While I was coming back home, I thought reflecting on what I learned from the conference would give you some information on where this learning community is heading and what happened in this community. I think sharing always doesn’t have any harm at all. Also, my learning couldn’t be possible without the departmental support.

I had three expectations from this conference: I wanted 1) to know more about the Distance Education people because I was curious to know who the participants were 2) to see how technology issues are discussed within distance education, and 3) to experience how the organization runs and the annual meeting takes place.

Being a lonely goose from our department, I realized that a sense of community and belonging is really important. But due to the loneliness, I was able to meet more people.
First of all, my presentation about Wimba went well. I got good questions/feedbacks after the presentation.

Here are some thoughts and comments about the community and events I experienced:

1) Pre-conference workshop
I attended a half day workshop, “Using Second Life with Moodle in the Classroom, Enhancing Pedagogy through Serious Games.”

My main motivation to attend the workshop was to know more about the cutting-edge technology. My aim was to explore Second Life.
I grasped a basic knowledge about Second Life from the workshop.

(1) My awareness about the program has increased. Even though it seems very complex and hard to use for me, the popularity about the program is tremendously growing. The current subscribers already reach more than 6 million people. (2) The program combined the virtual world and real economy. (3) It also enables humans to do what is impossible in real life such as Avita’s flying, and changing characters by using various items from inventories. (4) The virtual world is not a game. It means that it doesn’t have any challenging destination, unlike games. (5) The facilitator, Jeremy Kemp, is currently involved in a project, which combines Second Life and Moodle, creating a merged one named Snoodle. Second Life isn’t voice enabled yet. Snoodle merged the social interaction feature from Second Life and the educational management system from Moodle. As you may know, Moodle is an open source CMS tool. . (6) More importantly, the workshop kept me thinking about pedagogical implications. It seems interesting, but what and how can I use it in the classroom? It seems too far to make any feasible implications at this moment because the computer I used kept freezing while exploring the program. That was a reality but who knows, in about in a decade, we sit in a virtual world to teach. I could be a slim and blonde teacher in the virtual world.

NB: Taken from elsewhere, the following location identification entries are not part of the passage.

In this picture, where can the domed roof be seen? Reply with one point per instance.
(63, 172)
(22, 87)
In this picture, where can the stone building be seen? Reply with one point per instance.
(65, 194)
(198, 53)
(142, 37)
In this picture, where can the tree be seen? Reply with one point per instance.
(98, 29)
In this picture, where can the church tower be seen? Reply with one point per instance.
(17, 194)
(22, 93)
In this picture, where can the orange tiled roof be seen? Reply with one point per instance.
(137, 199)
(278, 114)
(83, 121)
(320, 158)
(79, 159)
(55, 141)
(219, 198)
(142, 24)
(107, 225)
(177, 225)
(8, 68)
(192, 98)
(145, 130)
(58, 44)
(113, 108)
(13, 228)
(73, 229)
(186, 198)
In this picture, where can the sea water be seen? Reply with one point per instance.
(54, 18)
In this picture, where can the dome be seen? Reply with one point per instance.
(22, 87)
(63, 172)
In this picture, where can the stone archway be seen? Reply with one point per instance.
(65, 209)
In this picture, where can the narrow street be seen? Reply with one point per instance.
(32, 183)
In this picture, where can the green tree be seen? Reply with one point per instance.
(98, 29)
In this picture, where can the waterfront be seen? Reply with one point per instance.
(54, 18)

2) My learning from the main conference consists of three things. Also these three things were the main issues many people talked about.

(1) Global village
This conference took place under the theme of Global Village, Marshall McLuhan’s envision in the 1960s. Most of the keynote speeches stemmed from the conference theme. There were four keynote speakers: Derrick de Kerchhove, Eric McLuhan, Ellen D. Wagner, and Herve Fischer. There were a few presentations about the global village.
A more important and interesting issue from the theme was in alert and warning about constant technology evolution from the printing technology to the Virtual world. Quite a few people voiced that we need to take a moment to think about where we are because new technologies do not mean always good and improvement.

(2) Social Softwares: Web 2.0
I spent some time in the sessions about Social Softwares. Even though I was aware of the tools thanks to Brian’s contribution to our department, I was curious to know how they are used in classrooms. The presentations I attended will greatly help me to explain their functionalities as well as the pedagogical effects to the instructors who may be interested in the use of the Social Softwares in the future. Also I found out about one more interesting social software, which is called Kayuda ( Brian might be of interest in exploring this software in the future.

(3) Second Life
Even though I had attended the Second Life workshop, I naturally wanted to see how it could be used in online classes. As I mentioned earlier, Second Life still has a lot of room for improvement for pedagogical implementations.

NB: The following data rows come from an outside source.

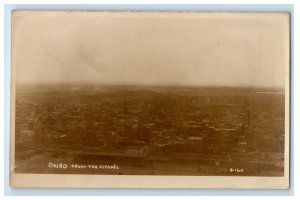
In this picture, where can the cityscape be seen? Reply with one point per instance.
(90, 128)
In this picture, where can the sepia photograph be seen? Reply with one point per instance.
(144, 99)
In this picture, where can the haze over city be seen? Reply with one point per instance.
(147, 49)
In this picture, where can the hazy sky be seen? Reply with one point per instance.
(149, 48)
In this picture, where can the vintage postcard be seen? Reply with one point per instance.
(150, 99)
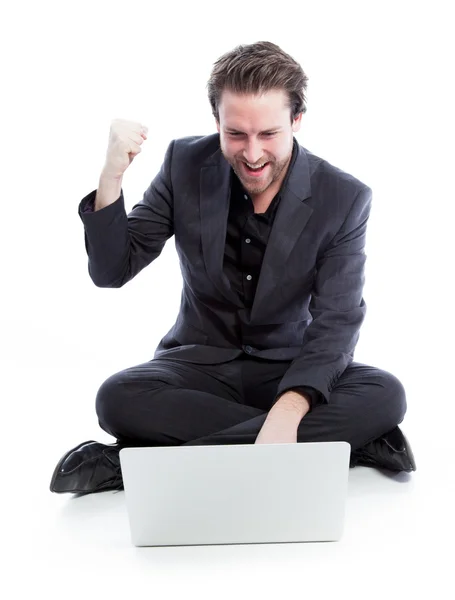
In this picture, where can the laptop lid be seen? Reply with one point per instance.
(236, 494)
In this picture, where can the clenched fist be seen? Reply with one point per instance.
(125, 139)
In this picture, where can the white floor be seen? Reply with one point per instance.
(398, 537)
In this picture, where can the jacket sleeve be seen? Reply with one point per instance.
(337, 307)
(118, 245)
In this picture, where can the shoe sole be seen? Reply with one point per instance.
(60, 463)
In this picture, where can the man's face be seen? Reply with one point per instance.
(257, 129)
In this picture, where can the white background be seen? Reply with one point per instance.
(380, 106)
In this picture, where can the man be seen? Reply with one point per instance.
(271, 242)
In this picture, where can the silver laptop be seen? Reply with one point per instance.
(236, 494)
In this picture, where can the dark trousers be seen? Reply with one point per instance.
(167, 402)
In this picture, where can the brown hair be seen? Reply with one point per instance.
(255, 69)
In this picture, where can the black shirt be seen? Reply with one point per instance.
(246, 241)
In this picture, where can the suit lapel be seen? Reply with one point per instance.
(215, 191)
(290, 220)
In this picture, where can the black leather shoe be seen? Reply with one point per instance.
(390, 451)
(87, 468)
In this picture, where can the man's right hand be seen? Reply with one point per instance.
(125, 139)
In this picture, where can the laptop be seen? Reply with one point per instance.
(236, 494)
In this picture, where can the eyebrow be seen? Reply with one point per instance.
(231, 130)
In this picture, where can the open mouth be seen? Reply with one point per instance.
(254, 172)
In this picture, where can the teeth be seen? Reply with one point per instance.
(256, 167)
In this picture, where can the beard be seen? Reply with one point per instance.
(274, 171)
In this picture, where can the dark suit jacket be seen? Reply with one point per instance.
(308, 306)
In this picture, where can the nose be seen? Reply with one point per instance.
(252, 152)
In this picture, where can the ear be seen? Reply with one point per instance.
(297, 122)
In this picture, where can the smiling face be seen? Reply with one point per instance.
(257, 129)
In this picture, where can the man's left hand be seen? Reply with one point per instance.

3) At the Award Banquet on behalf of Chris
Whenever I was taking photos (three times, uhrrr.), I told them that I am not Chris. Even though I was definitely proud of my colleague, Chris, for the award, I was a little nervous whenever people flashed lights over me because people may misunderstand me as the recipient who is very smart and dedicated (haha…). I got a lot of congratulations from the people and I was finally overwhelmed. Anyhow, I safely took the award without any mistreatment and delivered it to Chris.

I think my expectations from this conference were generally met. The people I met there were very friendly and nice. I thoroughly felt the unique Canadian atmosphere. I became more aware of where distance education is at and where it is headed for. Also the conference was very well prepared in terms of the time management of the main conference and preparation for the next year event. It will take place in April in Banff next year.